Let $\{u_1,u_2,..., u_n\}$ be an orthonormal basis of $\mathbb {C^n}$ as column vectors. Let $M=(u_1,u_2,...,u_{k})$ and $N=(u_{k+1},u_{k+2},...,u_{n})$ and $P$ be a $k \times k$ diagonal matrix with diagonal entries $\alpha_1,\alpha_2,..., \alpha_k \in \mathbb R$. Then which of the following statements are true?

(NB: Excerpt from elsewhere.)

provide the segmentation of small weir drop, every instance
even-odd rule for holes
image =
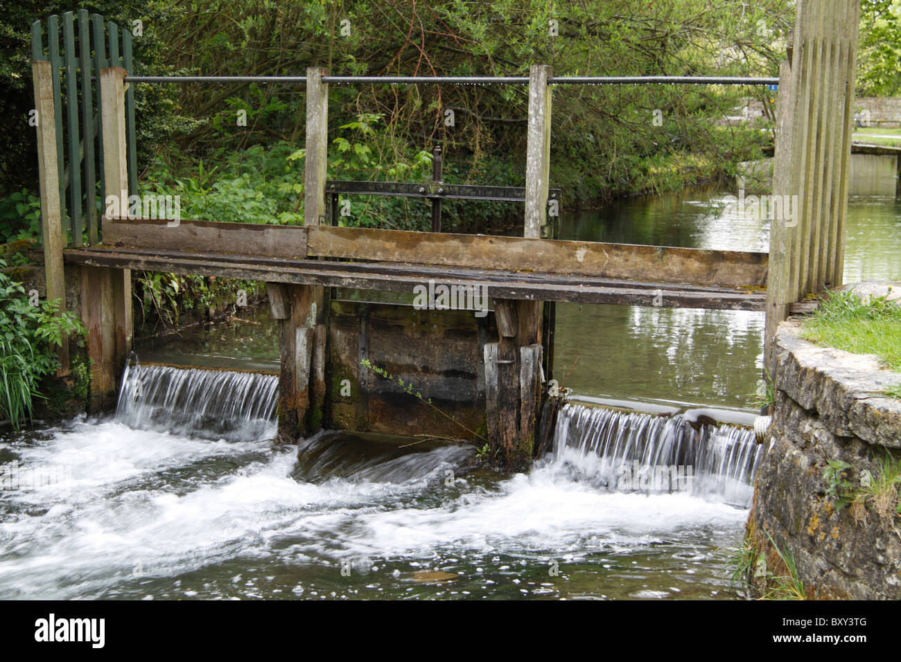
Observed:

(A) Rank($MPM^*)=k$ whenever $\alpha_i \neq \alpha_j$, $1\leq i,j \leq k.$
(B)Trace $(MPM^*)=\sum_{i=i}^k\alpha_i$
(C)Rank $(M^*N)=\min(k,n-k)$
(D)Rank$(MM^*+NN^*)<n$
Let $ u_1= \begin{bmatrix} u_{11} \\ u_{21} \\ \vdots \\ u_{n1} \end{bmatrix}$, $ u_2= \begin{bmatrix} u_{12} \\ u_{22} \\ \vdots \\ u_{n2} \end{bmatrix},\dots,$ $ u_n= \begin{bmatrix} u_{1n} \\ u_{2n} \\ \vdots \\ u_{nn} \end{bmatrix}.$ By Matrix multiplication,
I got $MPM^*$ $ = \begin{bmatrix} \alpha_1. |u_{11}|^2&0 &\dots &0 \\ 0 &\alpha_2. |u_{22}|^2&\dots &0\\ \vdots \\ 0&0&\dots &\alpha_k. |u_{kk}|^2 \end{bmatrix}$ If any any of $\alpha_j=0$ then, (A) is false. Trace$(MPM^*)=\sum_{i=1}^k|u_{ii}|^2\alpha_i=\sum_{i=1}^k\alpha_i(\because$ $\langle u_i,u_j\rangle=\delta_{ij})$ . So,(B) is true. Hence (B) is the correct answer. Is there any theoretical approach which reduce the calculations? How do I prove (C) and (D) are false?